October 10th, 2011
TTOP-AF Trial Proves Efficacy of RF Ablation System, But Not Safety
Larry Husten, PHD
A new trial demonstrates that an investigational RF ablation system is more effective than medical management in treating persistent AF, but the trial failed to meet a key predefined safety goal.
At the Venice Arrhythmias 2011 conference, Lucas Boersma presented the results of the TTOP-AF (Tailored Treatment of Persistent Atrial Fibrillation) trial, in which 210 patients with persistent AF were randomized to medical management or treatment with the Medtronic Phased RF Ablation System, which has been approved in Europe but is available only for investigational use in the U.S.
According to ClinicalTrials.gov, safety was the primary outcome measure of the trial. The acute safety event rate in the ablation arm was 12.3%, but the upper 95% confidence interval, which was 19%, exceeded the predefined 16% performance goal. A total of 21 acute safety events occurred in the ablation arm, including 4 strokes and 2 cases each of cardiac tamponade, pseudoaneurysm, and pulmonary infiltrates with fever.

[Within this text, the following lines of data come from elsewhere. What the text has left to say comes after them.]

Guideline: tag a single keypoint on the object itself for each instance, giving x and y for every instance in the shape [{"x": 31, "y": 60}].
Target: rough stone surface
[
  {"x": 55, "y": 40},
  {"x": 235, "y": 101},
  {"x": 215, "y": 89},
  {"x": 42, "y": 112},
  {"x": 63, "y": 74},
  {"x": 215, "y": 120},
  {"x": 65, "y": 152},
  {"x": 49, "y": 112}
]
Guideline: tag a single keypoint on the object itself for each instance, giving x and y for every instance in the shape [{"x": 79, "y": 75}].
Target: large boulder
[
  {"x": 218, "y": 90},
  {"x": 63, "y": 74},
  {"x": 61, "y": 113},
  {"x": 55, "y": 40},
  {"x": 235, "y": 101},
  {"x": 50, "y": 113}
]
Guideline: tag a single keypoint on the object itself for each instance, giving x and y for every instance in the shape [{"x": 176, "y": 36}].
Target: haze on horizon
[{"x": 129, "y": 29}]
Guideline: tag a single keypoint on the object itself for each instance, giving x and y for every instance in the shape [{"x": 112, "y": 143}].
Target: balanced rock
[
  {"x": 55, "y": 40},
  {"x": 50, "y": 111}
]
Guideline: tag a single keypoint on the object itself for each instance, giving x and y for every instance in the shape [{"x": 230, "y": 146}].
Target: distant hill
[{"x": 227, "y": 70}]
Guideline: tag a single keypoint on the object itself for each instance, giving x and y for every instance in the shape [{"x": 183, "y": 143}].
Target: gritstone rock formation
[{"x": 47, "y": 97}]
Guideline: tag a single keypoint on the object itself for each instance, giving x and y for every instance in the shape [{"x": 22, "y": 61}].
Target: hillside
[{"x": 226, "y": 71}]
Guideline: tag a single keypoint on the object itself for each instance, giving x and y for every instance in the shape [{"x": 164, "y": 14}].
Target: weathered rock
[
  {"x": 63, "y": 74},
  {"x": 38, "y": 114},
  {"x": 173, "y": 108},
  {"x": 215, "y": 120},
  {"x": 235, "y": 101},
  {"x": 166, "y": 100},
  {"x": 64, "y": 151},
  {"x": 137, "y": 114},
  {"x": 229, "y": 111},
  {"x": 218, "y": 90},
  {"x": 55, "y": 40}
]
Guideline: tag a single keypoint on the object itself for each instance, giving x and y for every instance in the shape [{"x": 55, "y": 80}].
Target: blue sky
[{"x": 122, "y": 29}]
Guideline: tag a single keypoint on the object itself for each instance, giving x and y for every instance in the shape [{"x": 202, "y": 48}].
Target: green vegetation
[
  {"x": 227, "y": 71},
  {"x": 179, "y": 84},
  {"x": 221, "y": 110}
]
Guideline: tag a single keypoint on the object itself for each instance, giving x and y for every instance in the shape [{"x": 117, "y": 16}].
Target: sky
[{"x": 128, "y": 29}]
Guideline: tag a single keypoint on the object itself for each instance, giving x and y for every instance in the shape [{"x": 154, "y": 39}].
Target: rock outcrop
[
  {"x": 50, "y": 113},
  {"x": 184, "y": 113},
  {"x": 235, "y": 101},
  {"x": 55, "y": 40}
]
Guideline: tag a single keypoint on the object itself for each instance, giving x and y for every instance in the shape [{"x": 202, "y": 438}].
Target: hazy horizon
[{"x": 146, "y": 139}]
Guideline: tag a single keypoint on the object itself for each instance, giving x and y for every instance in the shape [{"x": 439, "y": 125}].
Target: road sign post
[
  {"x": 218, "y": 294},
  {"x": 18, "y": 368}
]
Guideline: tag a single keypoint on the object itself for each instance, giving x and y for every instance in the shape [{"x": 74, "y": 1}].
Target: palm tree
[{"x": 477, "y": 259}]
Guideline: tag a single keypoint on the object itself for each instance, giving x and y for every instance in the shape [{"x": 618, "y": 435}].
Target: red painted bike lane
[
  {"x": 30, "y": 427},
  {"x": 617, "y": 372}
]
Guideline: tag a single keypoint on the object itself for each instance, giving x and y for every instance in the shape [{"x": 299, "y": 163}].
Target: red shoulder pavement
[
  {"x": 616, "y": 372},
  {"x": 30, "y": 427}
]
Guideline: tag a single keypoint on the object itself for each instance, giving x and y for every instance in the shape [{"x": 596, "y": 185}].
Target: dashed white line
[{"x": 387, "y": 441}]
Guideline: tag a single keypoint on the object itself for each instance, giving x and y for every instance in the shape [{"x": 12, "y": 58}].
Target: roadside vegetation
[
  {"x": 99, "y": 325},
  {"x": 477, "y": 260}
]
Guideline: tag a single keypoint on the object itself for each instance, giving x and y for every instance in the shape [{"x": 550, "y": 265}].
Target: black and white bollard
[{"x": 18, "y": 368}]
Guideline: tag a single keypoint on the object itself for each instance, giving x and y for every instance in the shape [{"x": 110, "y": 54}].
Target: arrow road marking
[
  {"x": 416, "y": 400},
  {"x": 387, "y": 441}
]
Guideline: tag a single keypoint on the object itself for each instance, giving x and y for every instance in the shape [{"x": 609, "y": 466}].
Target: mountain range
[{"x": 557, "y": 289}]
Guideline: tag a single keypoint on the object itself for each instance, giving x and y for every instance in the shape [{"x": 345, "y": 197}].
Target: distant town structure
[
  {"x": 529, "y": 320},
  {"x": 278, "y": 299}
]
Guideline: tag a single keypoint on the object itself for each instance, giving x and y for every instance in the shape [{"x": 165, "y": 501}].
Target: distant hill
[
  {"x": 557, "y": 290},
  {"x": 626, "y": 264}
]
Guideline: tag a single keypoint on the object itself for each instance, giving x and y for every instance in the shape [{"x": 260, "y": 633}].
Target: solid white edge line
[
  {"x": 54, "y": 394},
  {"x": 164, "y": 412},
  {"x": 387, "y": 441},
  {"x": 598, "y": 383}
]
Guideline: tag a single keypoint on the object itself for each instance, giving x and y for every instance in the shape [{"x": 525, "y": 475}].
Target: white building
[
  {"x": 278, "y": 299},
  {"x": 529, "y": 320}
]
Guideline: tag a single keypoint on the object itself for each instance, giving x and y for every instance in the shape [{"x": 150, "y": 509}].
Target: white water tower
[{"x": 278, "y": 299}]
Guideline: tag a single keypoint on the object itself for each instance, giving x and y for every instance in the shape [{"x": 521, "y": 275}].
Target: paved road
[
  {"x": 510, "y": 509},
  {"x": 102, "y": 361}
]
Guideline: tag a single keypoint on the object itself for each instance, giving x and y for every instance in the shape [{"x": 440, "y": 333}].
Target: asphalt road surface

The primary effectiveness endpoint, which was defined as a greater than 90% reduction in the AF and atrial flutter burden and freedom from antiarrhythmic drug therapy at 6 months, was reached in 55.8% of patients in the ablation group but only 26.4% of patients in the medical management arm, a highly significant difference (P<0.0001).
On October 27 the FDA Circulatory System Devices Panel is scheduled to discuss the PMA application for the Medtronic system.